Faillite déclarée pour le Fosbury & Sons du Quartier Nord

Dans les quartiers dédiés au bureau, les espaces de travail partagés subissent de plein fouet les effets du confinement prolongé: les loyers perdurent et les rentrées sont au plancher. ©FREDERIK VERCRUYSSE

Le plus récent espace de coworking Fosbury & Sons, ouvert juste avant la pandémie boulevard Albert II, dans le Quartier Nord de Bruxelles, a fait aveu de faillite ce mardi, victime du confinement prolongé.

Selon la direction de l'enseigne belge Fosbury & Sons, sa très spacieuse succursale bruxelloise du Quartier Nord (5.200 mètres carrés) ouverte au rez de l'immeuble Seven ne pouvait plus faire face à ses obligations de paiement. Le conseil d'administration a donc déposé le bilan, sur lequel le tribunal de l'entreprise a statué ce mardi. Fosbury & Sons Albert a donc été placée en redressement judiciaire et Marc Dewael nommé curateur pour statuer sur la poursuite ou l'arrêt de l'activité en cours. L'agence, logée au cœur d'un quartier majoritairement dédié au bureau, avait ouvert ses portes à peine trois mois avant le premier confinement. Elle a rapidement – et durement – été touchée par le télétravail obligatoire et l'interdiction de rassemblements.

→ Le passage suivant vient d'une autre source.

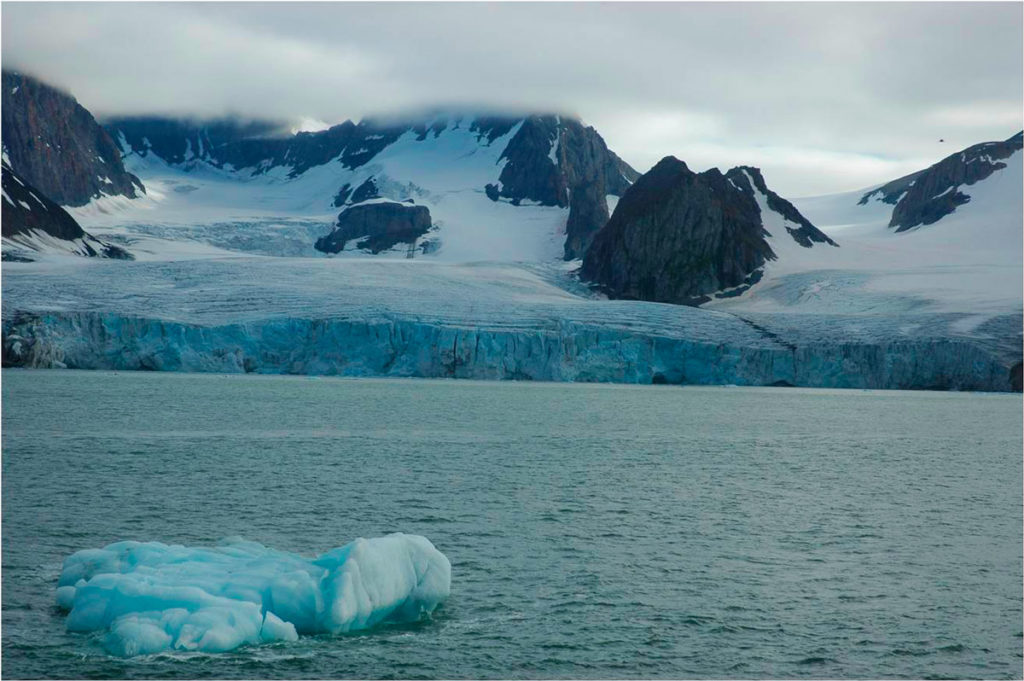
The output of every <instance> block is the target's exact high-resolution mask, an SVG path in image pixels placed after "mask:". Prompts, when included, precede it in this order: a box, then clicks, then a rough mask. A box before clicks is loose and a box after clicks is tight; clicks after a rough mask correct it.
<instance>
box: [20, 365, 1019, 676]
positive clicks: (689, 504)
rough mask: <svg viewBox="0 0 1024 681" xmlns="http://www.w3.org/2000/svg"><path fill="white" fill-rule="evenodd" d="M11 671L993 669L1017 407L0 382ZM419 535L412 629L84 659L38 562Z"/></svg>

L'agence, logée au cœur d'un quartier majoritairement dédié au bureau, avait ouvert ses portes à peine trois mois avant le premier confinement.

La direction du groupe belge spécialisé dans la gestion des espaces de bureaux partagés (coworking) a fait savoir ce mardi que cette décision de fermeture n'affectait pas les autres sites Fosbury & Sons à Anvers, Boitsfort et Grand-Bigard, récemment ajoutés au portefeuille de la société immobilière Lifeworld.be (Serge Hannecart). Et l'activité de la première succursale Fosbury & Sons hors frontières, à Amsterdam, sera également maintenue sous l'aile du propriétaire néerlandais.

Pour l'instant du moins, car il ne fait aucun doute que si la situation actuelle se prolonge, certains autres espaces de coworking dont les baux locatifs ont été négociés sur le long terme vont également devoir mettre la clé sous le paillasson.
 

Pas plus tard que ce mardi midi, c'est la plateforme belge Co.Station qui annonçait interrompre ses services de coworking pour se concentrer sur son premier métier, le développement de ses services de consultance et de facilitation d'innovation.

"Nous souhaitons évoluer vers des contrats de gestion plus flexibles et un système de franchise."
Eveline Rigouts
Co-CEO Fosbury & Sons

Rendre d'urgence les baux locatifs plus flexibles

L'année dernière déjà, l'ouverture de nouveaux sites Fosbury & Sons avait été reportée en préventive. Les nouvelles co-CEO Eveline Rigouts et Malika Channouf affirment travailler à une nouvelle stratégie confortant l'offre actuelle. "Les propriétaires-investisseurs se rendent compte qu'ils doivent adapter leurs immeubles de bureaux aux nouveaux types de travail hybrides mis en place depuis le confinement. Ce n'est qu'ainsi qu'ils pourront rester concurrentiels sur le marché. Nous voulons leur offrir la possibilité d'intégrer, de gérer et d'exploiter des salles de coworking et de réunion afin d'activer au maximum leurs immeubles de bureaux. Jusqu'à présent, nous avons travaillé avec des baux traditionnels à long terme. Mais nous souhaitons faire bouger les lignes pour évoluer vers des contrats de gestion plus flexibles et un système de franchise. Cela nous permettra de continuer à croître de manière durable", souligne Eveline Rigouts.